Python

How to Scrape a Website With Python: A Complete Guide

Learn web scraping with Python the right way — from your first request to handling JavaScript-heavy sites, pagination, headers, rate limits, and saving data to CSV or a database.

June 1, 202612 min read
Share
Advertisement (not configured)

Introduction

Web scraping is one of the highest-leverage skills a Python developer can learn. Pricing data, job listings, real estate, sports stats, product reviews — most of the internet is structured data that nobody bothered to expose as an API. With 50 lines of Python, you can collect in seconds what would take a human days.

This guide covers everything you need to scrape professionally:

  1. Setup and the rules you must follow
  2. Your first scraper with requests + BeautifulSoup
  3. Handling JavaScript-heavy sites with Playwright
  4. Pagination, headers, rate limits, and other real-world problems
  5. Saving scraped data (CSV, JSON, SQLite)
  6. A full real-world example you can run today

Every code block here is production-ready.

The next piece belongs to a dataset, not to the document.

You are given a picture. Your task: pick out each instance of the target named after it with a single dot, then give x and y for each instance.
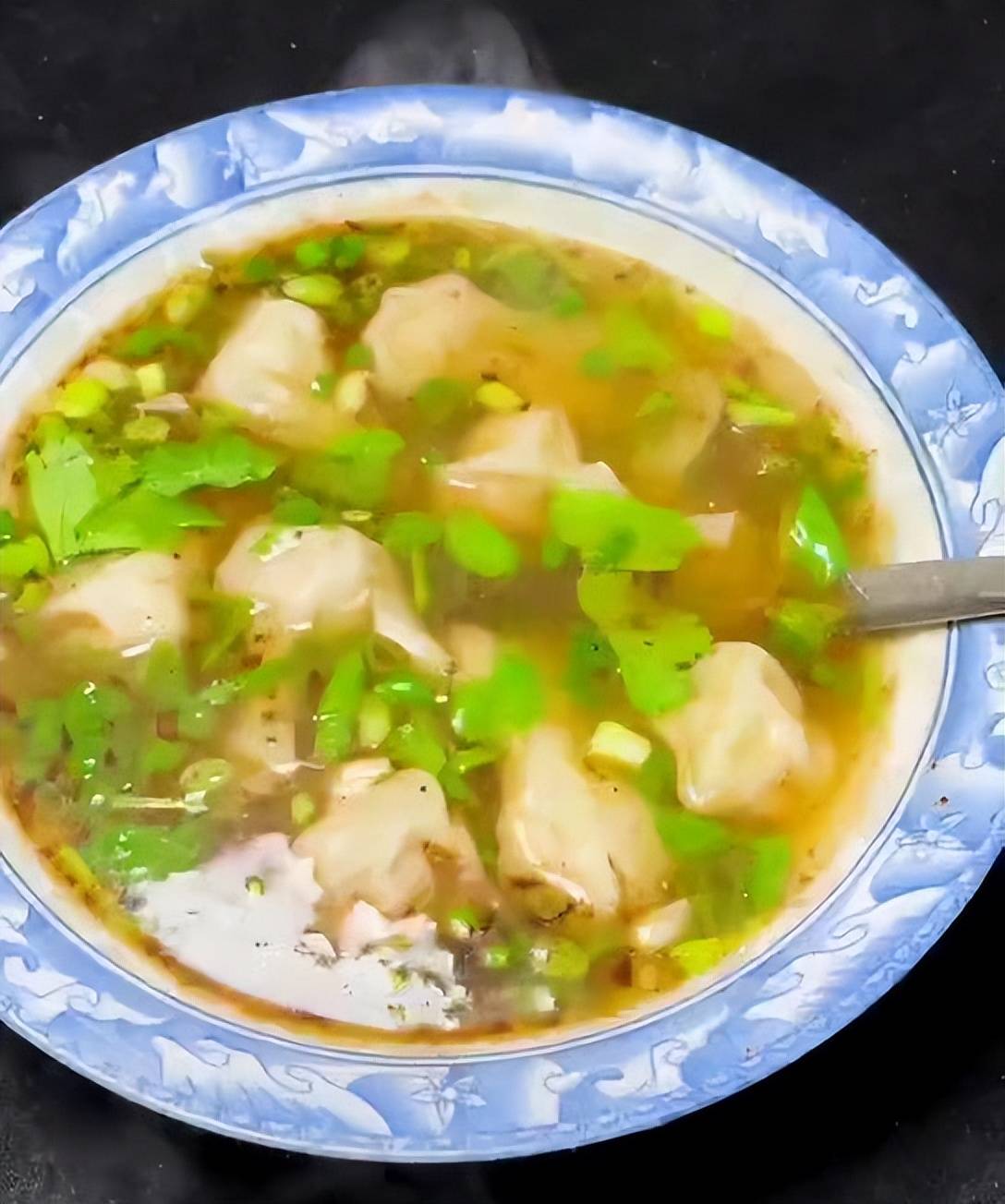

Setup: Install What You Need

The two libraries you'll use for 90% of scraping work:

pip install requests beautifulsoup4 lxml

For JavaScript-rendered sites, add Playwright (better than Selenium in 2026):

pip install playwright
playwright install chromium

For saving data:

pip install pandas

That's the entire stack. You don't need Scrapy or any heavyweight framework for most projects.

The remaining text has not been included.